Lui si chiama Ovidio Marras ed ha quasi 93 anni. Fa il pastore da sempre ed è sardo. La storia che lo coinvolge comincia agli albori degli anni Duemila quando Ovidio, come ogni giorno, porta il suo gregge al pascolo a Capo Malfatano, costa sud-ovest della Sardegna. I terreni sono della sua famiglia e lì lui ci vive, ci abita e ci lavora da quando è nato. Ma quel giorno fatidico c’è qualcosa che non quadra perché si accorge che in quell’area (che conosce come le sue tasche) c’è uno strano giro di persone che vanno e vengono indaffaratissime. Sono tecnici che prendono le misure. Poco tempo dopo viene sistemata una recinzione.

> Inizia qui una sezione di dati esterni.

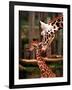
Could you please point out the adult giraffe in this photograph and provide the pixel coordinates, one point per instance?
(48, 33)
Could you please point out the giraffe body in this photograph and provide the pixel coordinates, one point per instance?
(44, 69)
(48, 33)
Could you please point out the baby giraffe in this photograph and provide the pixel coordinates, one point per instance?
(44, 69)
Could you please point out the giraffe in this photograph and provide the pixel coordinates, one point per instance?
(48, 33)
(44, 69)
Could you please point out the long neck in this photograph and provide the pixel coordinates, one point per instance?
(44, 69)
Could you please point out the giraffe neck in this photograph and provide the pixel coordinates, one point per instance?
(44, 69)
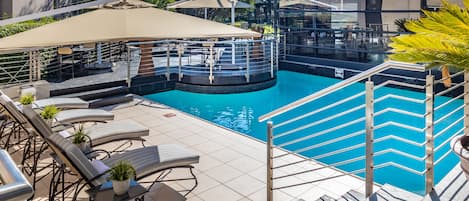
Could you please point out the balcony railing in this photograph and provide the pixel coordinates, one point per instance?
(365, 112)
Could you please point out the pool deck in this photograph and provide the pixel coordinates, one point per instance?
(233, 166)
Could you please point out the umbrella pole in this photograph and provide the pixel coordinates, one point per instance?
(233, 48)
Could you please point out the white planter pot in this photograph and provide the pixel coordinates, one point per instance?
(120, 187)
(83, 147)
(463, 154)
(25, 106)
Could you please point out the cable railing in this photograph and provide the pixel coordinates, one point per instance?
(208, 60)
(48, 64)
(356, 132)
(451, 118)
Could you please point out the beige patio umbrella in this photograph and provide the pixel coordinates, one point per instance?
(122, 25)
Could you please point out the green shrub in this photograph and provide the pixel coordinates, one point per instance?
(122, 171)
(79, 136)
(27, 99)
(12, 29)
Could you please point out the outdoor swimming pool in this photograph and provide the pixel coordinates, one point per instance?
(241, 111)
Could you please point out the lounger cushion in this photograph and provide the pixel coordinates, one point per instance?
(83, 115)
(116, 130)
(155, 158)
(64, 103)
(113, 131)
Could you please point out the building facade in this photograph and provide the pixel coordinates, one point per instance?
(353, 31)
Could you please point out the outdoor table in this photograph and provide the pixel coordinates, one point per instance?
(106, 193)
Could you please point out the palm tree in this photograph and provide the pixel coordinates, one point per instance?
(440, 39)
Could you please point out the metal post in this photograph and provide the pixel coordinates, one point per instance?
(429, 129)
(233, 52)
(247, 62)
(110, 52)
(180, 50)
(129, 79)
(466, 101)
(38, 64)
(210, 77)
(99, 53)
(168, 62)
(31, 66)
(369, 110)
(277, 51)
(270, 162)
(284, 47)
(272, 59)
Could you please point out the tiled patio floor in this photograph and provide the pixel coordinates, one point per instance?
(232, 166)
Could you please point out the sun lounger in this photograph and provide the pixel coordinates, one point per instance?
(147, 161)
(62, 103)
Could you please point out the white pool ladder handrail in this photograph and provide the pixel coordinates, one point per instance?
(347, 82)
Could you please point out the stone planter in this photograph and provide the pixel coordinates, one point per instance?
(463, 154)
(121, 187)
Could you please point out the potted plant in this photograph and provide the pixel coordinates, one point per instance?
(438, 41)
(49, 113)
(120, 176)
(460, 146)
(26, 100)
(80, 139)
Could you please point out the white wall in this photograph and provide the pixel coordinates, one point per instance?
(25, 7)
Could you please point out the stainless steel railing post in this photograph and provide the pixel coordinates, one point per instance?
(247, 61)
(466, 101)
(210, 77)
(180, 52)
(369, 110)
(168, 62)
(272, 59)
(270, 155)
(284, 47)
(129, 56)
(429, 129)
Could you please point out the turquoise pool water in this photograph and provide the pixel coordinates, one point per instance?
(241, 111)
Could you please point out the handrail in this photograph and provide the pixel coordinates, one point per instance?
(356, 78)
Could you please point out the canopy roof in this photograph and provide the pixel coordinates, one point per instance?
(122, 25)
(207, 4)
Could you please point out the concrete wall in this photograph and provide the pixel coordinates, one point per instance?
(5, 8)
(437, 3)
(25, 7)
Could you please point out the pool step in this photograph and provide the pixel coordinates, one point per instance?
(385, 193)
(352, 195)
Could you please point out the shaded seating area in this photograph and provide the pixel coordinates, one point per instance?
(36, 140)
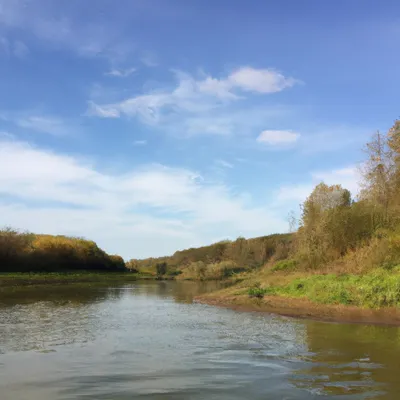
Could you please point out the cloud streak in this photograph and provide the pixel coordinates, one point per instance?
(57, 193)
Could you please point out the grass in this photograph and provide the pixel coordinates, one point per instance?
(22, 279)
(284, 265)
(380, 288)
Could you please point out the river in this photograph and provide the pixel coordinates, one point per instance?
(148, 340)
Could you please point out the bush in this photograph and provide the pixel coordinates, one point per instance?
(284, 265)
(256, 291)
(27, 252)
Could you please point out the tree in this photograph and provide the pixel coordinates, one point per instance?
(377, 174)
(161, 268)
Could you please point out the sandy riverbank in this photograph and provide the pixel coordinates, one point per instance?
(302, 308)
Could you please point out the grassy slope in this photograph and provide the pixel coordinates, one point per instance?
(373, 297)
(24, 279)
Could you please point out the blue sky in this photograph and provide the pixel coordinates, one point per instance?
(152, 126)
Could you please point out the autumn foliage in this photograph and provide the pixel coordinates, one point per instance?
(27, 252)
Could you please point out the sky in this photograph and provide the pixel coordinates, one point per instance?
(152, 126)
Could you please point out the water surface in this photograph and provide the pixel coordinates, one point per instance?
(147, 340)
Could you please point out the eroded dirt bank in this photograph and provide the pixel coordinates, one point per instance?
(302, 308)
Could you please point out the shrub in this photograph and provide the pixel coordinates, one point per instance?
(257, 292)
(284, 265)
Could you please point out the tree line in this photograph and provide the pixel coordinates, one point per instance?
(334, 229)
(29, 252)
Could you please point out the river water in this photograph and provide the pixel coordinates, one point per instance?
(148, 340)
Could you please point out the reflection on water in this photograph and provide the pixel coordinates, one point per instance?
(350, 359)
(148, 340)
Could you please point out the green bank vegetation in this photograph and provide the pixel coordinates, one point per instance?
(343, 250)
(64, 257)
(225, 259)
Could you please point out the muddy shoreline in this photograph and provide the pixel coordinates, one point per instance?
(305, 309)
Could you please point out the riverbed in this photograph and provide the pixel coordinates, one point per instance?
(148, 340)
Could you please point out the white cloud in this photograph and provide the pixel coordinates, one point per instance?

Marras sporge denuncia. È solo contro tutti. Nemmeno l’allora sindaco di Teulada, Comune in cui ricade Capo Malfatano, lo appoggia. C’è un business pronto. Una mega colata di cemento da 150mila metri cubi. Con albergo, ville e casette. Insomma, l’intenzione è di costruire un resort di lusso. La società che aveva presentato il progetto era la Sitas, Società iniziative agricole sarde. Un nome che evoca appartenenze isolane e anche obiettivi legati legati all’agricoltura. In realtà, dietro c’era solo l’imprenditoria nazionale, come le famiglie Benetton e Caltagirone, e di agreste e bucolico non c’era proprio nulla.
Per convincerlo gli facevano promesse di ogni genere: “Guarda, Ovidio, che la tua terra te la paghiamo a peso d’oro. Costruiremo a Tuerredda hotel a 5 stelle con lussuose suite per gente ricca, ne faremo una nuova Porto Cervo… Dicci tu la cifra e noi te la diamo”. Ma Ovidio, pastore con pochissima istruzione ma dotato di orgoglio smisurato, rispondeva che lui a Porto Cervo non ci era mai andato e, per la verità, non sapeva nemmeno si trovava. E aggiungeva: “Guardate che io non vendo, questa è la terra di mio padre e del padre di mio padre e me la tengo… E voi qui intorno non avete diritto di costruire”.
Parte il primo ricorso al Tar, ma ci vogliono sedici anni perché la vicenda giudiziaria si concludesse in Cassazione con la vittoria di questo pastore che ha evitato il mostro edilizio in riva al mare, non distante nemmeno dalla spiaggia di Tuerredda, una delle perle della costa.
Ovidio Marras ha fatto causa contro megagruppi immobiliari rappresentati da stuoli di avvocati. Lo prendevano in giro come un vecchio scemo tignoso fuori dal tempo che si era messo contro poteri troppo forti, contro chi voleva gettare su uno degli angoli più belli e incontaminati della Sardegna una colata di cemento di 910 mila metri quadri, più o meno come un palazzo di dieci piani. Invece Ovidio ha vinto. Da solo e definitivamente.